My Mum says she won't tell a lie. Now this was most annoying when I'd want her to get rid of one of my many admirers. I'd say, 'tell him I'm out'. But she wouldn't. 'I can't tell a lie,' she'd say. So rather than me being able to prepare a gentle brush-off speech to be delivered in privacy, the poor lads would end up being hastily rejected in front of my Little Sis, who would then broadcast the whole thing around school.
Little Sis, being cut from the same cloth as my Mum, would play along with this kind of thing. She'd go into the garden, so then my Mum would say, 'she's not in,' conscience clear. I refused to do it, because what's the point in obeying the letter, rather than the spirit of the law?
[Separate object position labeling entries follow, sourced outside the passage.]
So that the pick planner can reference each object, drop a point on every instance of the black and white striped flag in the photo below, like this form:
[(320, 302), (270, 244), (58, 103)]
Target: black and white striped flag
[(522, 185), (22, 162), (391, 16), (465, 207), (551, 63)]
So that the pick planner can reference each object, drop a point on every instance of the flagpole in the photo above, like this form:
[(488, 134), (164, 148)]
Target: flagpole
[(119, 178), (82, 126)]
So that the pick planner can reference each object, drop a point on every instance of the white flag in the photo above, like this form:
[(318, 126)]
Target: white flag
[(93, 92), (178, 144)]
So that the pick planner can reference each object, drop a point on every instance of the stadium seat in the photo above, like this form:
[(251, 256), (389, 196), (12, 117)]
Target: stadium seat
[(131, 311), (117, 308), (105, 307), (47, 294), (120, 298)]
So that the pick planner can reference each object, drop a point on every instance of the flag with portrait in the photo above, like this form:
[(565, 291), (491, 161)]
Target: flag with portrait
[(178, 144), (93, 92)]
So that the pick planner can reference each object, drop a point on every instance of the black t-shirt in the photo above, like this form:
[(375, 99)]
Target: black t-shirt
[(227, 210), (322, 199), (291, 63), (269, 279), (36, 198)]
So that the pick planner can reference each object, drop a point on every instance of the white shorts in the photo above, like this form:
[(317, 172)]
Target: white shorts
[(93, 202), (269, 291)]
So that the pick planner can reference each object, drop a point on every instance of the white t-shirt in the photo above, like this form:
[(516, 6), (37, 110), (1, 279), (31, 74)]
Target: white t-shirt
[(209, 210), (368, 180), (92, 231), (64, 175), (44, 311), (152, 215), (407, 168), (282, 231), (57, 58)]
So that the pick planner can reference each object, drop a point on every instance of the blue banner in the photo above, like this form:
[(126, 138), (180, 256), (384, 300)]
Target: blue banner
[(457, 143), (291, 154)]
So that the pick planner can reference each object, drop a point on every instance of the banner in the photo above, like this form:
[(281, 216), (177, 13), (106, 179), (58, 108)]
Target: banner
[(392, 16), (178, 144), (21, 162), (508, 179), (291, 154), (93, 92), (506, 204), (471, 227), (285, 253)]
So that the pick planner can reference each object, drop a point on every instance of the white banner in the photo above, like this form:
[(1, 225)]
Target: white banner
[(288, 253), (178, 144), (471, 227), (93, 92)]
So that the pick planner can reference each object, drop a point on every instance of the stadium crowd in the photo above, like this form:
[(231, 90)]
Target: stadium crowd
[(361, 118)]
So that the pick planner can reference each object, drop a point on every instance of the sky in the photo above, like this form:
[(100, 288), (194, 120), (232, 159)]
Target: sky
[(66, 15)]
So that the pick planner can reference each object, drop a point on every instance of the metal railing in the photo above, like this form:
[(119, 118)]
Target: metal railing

To my mind, she was lying just as much for Little Sis as she would have been for me. This may be why I've never been the favourite child. Oh, but I'm forgetting, my Mum says she doesn't have favourites, and she doesn't lie, does she?
It thus also follows that being in prison is 'working away'; that getting baptised is 'joining a cult'; that having a psychotic breakdown and abandoning your children at Christmas is 'getting a bit upset'; and that arguing with Little Sis is 'being silly, she never means it, she's harmless.' That last is like saying a shark that's taken your arm off didn't really mean it. It probably didn't, but it still bloody hurts.
But how can anyone tell if they are lying to themself? I suppose by accepting that I am a liar, I'm trying to prevent myself from turning into my mother. Or is an attempt at justifying dishonesty a different sort of self-delusion?